AI friends can feel human-like, but as this technology advances, experts worry it may redefine human relationships, potentially deepening loneliness and youth mental health struggles.
It’s easy to blame Gen Z but maybe the real fault lies with the older generations who built the addictive social media and AI platforms that dominate young lives.
First step? Put down the phone. Maybe even delete social apps if they’re seriously hurting your mental health (maybe my parents were right, it really is that damn phone).
You don’t want to spend the prime of your life doom-scrolling on TikTok or Instagram Reels. Trust me, no one looks back at their twenties and says, “Wow, I’m so glad I spent five hours a day watching strangers unpack PR boxes.”

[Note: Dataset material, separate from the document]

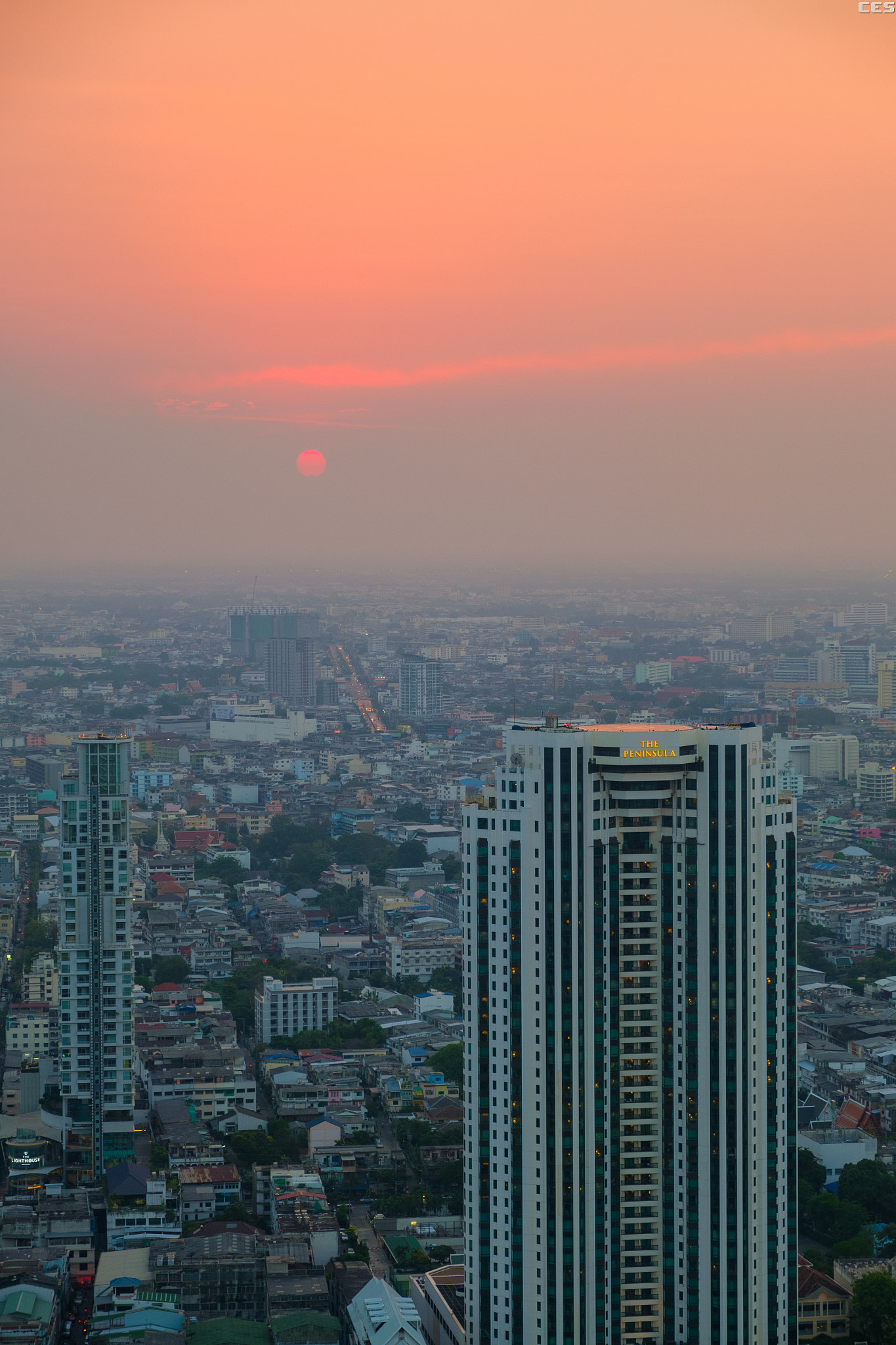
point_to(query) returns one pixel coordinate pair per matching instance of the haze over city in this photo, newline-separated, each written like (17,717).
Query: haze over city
(448,673)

Next, society needs to create more affordable, public ‘third places’ - social spaces outside home and work where people naturally gather. Think cafes, parks, libraries, community centres, coworking spaces. These spaces encourage casual, low-pressure socialising and help people bump into friends and make new ones naturally.
One powerful way to reconnect? Volunteering. It gives you a sense of purpose, builds real human connections, and studies show it genuinely helps reduce loneliness and boost mental health.
These aren’t miracle cures, but they’re a start and maybe, just maybe, a way for Gen Z to feel a little less alone this Friendship Day.